Hari ini, S&P Global melaporkan data terbaru aktivitas manufaktur RI pada November.

Aktivitas manufaktur RI pada bulan lalu masih belum mampu beranjak dari zona kontraksi, dengan Purchasing Managers' Index (PMI) masih sebesar 49,6.

Angka ini sedikit lebih baik dibanding Oktober yang sebesar 49,2, akan tetapi masih di bawah 50 yang berarti terjadi kontraksi. Alhsil, PMI manufaktur Indonesia dalam lima bulan terakhir terpuruk di zona kontraksi.

"Perbaikan PMI manufaktur pada November disumbangkan oleh peningkatan produksi, pertama dalam 5 bulan terakhir. Produksi bertambah meski pemesanan baru (new orders) masih mengecewakan," sebut keterangan tertulis S&P Global.

Para responden survei tersebut masih melaporkan aktivitas pasar yang sepi, terlihat dari pelemahan daya beli. Adapun pemesanan barang ekspor juga kembali turun. Itu menjadi penurunan selama 9 bulan beruntun dan semakin dalam.

Peningkatan produksi di kala permintaan turun membuat lonjakan stok. Dunia usaha berharap stok itu bisa terbeli pada Desember, ketika momentum liburan Natal dan Tahun Baru mungkin mendorong belanja masyarakat.

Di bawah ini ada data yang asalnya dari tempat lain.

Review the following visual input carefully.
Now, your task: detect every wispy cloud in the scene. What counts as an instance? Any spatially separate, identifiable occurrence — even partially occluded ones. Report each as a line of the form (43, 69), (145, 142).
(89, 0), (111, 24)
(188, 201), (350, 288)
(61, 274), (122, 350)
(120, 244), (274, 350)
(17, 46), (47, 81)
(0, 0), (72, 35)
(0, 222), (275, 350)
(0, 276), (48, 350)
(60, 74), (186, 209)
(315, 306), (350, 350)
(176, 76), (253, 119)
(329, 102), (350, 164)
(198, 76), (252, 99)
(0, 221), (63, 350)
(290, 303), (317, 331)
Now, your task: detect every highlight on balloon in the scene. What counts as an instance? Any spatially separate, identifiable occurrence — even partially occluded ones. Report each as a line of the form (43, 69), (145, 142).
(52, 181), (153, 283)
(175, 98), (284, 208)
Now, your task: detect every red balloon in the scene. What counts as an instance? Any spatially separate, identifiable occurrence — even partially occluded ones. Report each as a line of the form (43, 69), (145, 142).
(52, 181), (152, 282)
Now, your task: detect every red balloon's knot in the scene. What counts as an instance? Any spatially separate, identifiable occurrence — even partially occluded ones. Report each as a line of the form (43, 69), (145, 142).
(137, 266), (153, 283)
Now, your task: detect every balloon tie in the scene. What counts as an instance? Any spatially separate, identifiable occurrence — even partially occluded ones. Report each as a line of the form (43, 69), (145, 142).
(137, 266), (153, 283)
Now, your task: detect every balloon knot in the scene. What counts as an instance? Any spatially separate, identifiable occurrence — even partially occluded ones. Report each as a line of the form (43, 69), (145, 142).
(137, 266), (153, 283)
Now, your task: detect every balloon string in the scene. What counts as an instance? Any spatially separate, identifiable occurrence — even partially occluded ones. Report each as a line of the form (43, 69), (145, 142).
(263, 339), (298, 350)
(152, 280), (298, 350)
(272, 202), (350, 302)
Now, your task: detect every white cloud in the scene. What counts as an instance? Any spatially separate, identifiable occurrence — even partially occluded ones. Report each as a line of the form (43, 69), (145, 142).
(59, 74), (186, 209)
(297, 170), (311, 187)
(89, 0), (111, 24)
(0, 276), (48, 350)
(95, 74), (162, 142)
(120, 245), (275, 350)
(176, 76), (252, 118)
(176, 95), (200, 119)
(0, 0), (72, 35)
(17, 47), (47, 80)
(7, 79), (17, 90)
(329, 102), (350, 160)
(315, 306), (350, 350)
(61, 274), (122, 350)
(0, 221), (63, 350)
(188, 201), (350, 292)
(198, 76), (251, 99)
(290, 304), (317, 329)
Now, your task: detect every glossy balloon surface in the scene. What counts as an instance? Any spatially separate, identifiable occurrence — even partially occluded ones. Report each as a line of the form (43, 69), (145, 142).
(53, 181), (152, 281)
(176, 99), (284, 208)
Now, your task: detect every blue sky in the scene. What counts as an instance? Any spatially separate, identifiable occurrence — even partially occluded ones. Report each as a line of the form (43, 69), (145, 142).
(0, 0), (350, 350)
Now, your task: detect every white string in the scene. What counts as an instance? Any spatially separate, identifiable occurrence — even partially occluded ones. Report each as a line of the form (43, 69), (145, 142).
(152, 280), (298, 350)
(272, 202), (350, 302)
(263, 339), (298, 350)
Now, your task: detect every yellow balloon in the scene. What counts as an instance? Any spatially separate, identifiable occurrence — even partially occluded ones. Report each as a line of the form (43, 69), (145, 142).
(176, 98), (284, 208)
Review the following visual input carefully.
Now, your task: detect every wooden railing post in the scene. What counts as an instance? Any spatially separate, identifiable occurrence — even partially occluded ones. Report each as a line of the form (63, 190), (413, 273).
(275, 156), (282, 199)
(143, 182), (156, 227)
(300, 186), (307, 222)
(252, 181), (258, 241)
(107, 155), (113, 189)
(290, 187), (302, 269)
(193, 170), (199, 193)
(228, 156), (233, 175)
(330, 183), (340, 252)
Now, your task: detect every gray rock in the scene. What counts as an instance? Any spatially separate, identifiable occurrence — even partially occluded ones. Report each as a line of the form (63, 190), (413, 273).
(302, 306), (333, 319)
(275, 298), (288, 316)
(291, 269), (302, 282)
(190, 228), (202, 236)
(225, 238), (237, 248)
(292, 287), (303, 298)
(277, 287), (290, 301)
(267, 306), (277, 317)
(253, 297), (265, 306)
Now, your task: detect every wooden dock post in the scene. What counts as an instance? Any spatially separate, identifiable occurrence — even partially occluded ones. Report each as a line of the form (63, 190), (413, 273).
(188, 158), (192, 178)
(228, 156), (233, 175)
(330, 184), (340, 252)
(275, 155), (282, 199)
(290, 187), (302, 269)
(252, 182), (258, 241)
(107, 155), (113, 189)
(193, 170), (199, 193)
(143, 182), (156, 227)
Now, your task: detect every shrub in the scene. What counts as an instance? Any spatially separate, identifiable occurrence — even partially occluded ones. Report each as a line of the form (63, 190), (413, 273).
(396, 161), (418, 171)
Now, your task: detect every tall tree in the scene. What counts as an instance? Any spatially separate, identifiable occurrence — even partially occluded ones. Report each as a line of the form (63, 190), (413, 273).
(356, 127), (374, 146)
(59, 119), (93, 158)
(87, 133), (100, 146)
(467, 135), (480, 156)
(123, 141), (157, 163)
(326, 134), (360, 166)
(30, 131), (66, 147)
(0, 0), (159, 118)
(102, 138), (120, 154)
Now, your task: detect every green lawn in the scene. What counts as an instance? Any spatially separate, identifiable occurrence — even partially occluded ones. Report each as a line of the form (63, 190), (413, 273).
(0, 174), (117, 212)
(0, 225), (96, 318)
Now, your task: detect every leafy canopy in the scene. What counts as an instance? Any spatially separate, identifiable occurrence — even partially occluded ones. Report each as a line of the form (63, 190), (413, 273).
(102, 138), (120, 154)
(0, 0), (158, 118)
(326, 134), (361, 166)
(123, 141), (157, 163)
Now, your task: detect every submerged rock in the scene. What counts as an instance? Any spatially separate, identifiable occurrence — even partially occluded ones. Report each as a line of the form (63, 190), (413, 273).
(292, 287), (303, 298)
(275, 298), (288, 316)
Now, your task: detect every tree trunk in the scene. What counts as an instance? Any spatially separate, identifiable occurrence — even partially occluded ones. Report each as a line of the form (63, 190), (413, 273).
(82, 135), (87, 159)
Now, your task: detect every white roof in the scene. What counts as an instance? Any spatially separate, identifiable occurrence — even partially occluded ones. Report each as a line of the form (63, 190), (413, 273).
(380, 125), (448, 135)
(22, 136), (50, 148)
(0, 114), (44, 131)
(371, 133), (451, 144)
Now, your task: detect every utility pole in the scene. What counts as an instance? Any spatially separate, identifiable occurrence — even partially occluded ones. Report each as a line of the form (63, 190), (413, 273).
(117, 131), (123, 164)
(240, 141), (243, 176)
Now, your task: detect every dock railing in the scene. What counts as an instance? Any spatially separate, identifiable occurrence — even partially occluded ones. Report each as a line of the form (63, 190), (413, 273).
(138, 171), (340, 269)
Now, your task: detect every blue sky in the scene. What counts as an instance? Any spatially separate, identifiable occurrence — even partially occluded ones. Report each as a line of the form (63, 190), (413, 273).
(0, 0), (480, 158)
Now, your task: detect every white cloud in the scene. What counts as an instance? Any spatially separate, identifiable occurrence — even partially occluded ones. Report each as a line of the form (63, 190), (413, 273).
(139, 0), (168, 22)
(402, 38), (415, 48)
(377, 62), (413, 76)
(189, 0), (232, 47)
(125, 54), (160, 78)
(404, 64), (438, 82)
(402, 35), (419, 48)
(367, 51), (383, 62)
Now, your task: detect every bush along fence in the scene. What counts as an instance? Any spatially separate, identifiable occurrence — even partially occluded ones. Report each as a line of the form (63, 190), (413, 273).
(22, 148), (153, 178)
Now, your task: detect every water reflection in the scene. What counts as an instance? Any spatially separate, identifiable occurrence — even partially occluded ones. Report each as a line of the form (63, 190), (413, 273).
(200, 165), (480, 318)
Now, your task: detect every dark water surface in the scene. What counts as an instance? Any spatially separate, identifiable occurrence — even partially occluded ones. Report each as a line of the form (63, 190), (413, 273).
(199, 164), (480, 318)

Hal lain yang menjadi alarm buruk dari laporan S&P Global adalah rekrutmen tenaga kerja yang terus merosot dua bulan beruntun.

"Kontraksinya bahkan menjadi yang terdalam selama lebih dari 3 tahun terakhir. Perusahaan melaporkan pekerja yang keluar tidak digantikan, dan dalam beberapa kasus terjadi Pemutusan Hubungan Kerja (PHK)," ungkap laporan S&P Global.

Paul Smith, Direktur S&P Global Market Interlligence, menyebut bahwa hasil PMI November bisa disebut mixed. Di satu sisi, ada peningkatan produksi. Namun di sisi lain, performa penjualan masih suram.

"Ini membuat dunia usaha masih berhati-hati dalam merekrut tenaga kerja, memilih untuk tidak menggantikan mereka yang keluar atau bahkan melakukan PHK," sebut Smith. 

Performa industri manufaktur ke depan, lanjut Smith, ditentukan oleh permintaan. Tanpa kenaikan permintaan, kinerja manufaktur yang lesu mungkin akan berlanjut.